DIVISION OF THE BUDGET
ELIOT SPITZER, GOVERNOR
September 20, 2007 CONTACT: Jeffrey Gordon
Financial Downturn Creates Risks for State Budget
Budget Director Says Turbulence in the Financial Markets Will Require Difficult Choices in Next Year’s Budget, Governor Directs State Agencies to Scrutinize Hiring and Spending
In remarks delivered today at a forum on budget reform sponsored by the Citizens Budget Commission and hosted by the Rockefeller Institute, Budget Director Paul Francis said recent turbulence in the financial markets is among the emerging risks demanding fiscal prudence in approaching the 2008-2009, for which there already is a projected $3.6 billion gap.
Also today, Governor Spitzer sent a letter to agency commissioners urging them to more carefully scrutinize all hiring and other expenditures in the current year.

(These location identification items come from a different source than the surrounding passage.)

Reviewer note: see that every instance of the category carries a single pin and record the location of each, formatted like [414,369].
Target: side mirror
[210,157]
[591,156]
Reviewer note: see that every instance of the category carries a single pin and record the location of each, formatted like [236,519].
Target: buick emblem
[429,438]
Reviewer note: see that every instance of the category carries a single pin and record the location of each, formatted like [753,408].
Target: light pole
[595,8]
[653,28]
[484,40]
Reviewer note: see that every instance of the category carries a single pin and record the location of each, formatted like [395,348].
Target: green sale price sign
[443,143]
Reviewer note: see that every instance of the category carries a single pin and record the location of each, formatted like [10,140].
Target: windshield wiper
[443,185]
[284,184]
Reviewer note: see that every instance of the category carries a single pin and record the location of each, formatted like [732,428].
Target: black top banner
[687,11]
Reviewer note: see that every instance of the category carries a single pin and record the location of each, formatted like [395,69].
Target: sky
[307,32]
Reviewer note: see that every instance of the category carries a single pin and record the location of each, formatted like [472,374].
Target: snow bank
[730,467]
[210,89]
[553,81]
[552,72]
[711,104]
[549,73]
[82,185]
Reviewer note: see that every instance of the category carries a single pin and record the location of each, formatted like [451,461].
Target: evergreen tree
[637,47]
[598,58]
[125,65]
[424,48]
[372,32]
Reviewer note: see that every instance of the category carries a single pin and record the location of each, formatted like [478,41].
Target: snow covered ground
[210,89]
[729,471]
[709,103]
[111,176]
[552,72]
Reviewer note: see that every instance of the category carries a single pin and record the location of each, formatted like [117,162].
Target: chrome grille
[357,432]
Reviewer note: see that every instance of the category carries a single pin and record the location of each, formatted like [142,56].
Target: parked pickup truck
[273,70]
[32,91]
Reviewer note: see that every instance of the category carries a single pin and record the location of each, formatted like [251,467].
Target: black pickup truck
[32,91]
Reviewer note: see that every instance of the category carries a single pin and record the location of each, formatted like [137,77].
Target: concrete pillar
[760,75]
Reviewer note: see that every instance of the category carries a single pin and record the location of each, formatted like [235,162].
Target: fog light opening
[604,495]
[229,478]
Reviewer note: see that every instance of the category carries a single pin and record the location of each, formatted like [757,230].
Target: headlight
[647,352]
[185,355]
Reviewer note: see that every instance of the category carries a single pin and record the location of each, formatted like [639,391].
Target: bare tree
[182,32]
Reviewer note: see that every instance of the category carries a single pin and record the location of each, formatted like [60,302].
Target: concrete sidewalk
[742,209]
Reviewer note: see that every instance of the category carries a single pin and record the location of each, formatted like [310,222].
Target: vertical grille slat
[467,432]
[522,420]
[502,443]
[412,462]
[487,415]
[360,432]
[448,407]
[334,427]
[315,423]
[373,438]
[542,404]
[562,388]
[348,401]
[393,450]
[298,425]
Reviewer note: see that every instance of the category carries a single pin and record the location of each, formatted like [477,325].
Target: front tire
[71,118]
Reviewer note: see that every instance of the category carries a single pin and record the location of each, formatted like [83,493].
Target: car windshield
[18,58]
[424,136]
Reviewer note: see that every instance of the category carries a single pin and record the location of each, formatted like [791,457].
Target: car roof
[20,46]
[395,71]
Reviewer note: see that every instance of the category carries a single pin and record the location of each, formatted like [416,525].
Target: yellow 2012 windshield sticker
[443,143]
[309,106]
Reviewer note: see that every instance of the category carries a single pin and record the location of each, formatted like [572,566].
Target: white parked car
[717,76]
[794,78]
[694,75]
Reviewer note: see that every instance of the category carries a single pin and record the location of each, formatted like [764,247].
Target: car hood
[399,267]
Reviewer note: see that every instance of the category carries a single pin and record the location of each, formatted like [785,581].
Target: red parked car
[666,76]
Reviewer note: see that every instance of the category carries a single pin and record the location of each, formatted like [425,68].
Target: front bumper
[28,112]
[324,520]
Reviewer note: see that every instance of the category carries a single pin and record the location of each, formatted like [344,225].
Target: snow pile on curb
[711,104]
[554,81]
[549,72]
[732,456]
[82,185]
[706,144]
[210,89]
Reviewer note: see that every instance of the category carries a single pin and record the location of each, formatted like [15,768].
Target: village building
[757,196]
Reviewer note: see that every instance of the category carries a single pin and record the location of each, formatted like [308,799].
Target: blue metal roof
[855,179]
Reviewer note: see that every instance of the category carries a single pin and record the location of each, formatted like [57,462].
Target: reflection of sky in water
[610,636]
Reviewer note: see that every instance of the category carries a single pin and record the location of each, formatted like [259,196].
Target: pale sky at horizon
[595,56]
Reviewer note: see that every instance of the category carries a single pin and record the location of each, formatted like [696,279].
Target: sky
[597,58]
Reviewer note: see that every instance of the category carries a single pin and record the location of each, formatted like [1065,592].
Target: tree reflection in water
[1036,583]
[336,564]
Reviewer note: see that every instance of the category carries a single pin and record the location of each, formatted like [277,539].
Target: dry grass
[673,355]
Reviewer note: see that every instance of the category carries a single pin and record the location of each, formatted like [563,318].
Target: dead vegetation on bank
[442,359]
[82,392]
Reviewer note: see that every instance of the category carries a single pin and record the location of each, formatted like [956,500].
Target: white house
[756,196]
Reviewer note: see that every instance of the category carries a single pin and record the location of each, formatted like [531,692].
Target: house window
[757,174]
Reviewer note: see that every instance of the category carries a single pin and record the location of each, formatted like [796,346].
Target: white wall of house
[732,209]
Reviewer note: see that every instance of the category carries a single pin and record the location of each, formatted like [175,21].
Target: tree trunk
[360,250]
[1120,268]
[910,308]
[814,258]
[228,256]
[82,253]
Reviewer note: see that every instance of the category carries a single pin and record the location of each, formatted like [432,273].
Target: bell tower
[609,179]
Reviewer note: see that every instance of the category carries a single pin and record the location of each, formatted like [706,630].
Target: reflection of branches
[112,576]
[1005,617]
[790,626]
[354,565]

He said, “We are better off making hard decisions now rather than making commitments that we might be unable to sustain once the budget is finalized.”
In his remarks, Francis said, “New York’s budget is uniquely sensitive to fluctuations in the financial services and real estate industries. For many of the last 12 years, higher-than-expected revenues from these areas of the economy have helped erase potential budget gaps. Unfortunately, all indications are that next year will be very different.”
Francis warned that the recent downturn on Wall Street creates risks for the 2008-09 state budget, which currently includes a projected at $3.6 billion gap. An updated revenue forecast will be available by October 30, when the Division of Budget releases its mid-year update to the state Financial Plan. In January, Governor Spitzer will deliver a balanced budget to the Legislature that will address any potential gaps.
In recent years, Wall Street revenues made up as much as 20 percent of state revenues. Since 1995, except for the two years following the September 11 attack, tax collections from the booming financial services and real estate sectors allowed revenues to come in higher than forecast by an average of $1.4 billion annually. Francis cited the crisis in subprime mortgage lending and the virtual shutdown of the market for highly leveraged financings as two developments that have negatively affected industry sectors that are an important source of tax revenues for the State.
Earlier this summer, Francis instructed agency commissioners to begin identifying savings and greater efficiencies to help close the 2008-09 budget gap.
Francis did note, however, that the developments in the financial markets are unlikely to significantly impact the current year financial plan because the state built up significant reserves and most of these negative developments occurred mid-way through 2007.
Francis praised the “quick start” budget process contained within the Budget Reform Law passed last January as a way to begin a public dialogue about the state’s funding priorities. On November 5, detailed reports forecasting expected revenues and disbursements are due from the Division of Budget, the Comptroller’s office, the Senate, and the Assembly. On November 15, the governor, the Senate majority leader, and the Assembly speaker are required to jointly prepare and release a consensus report with this information.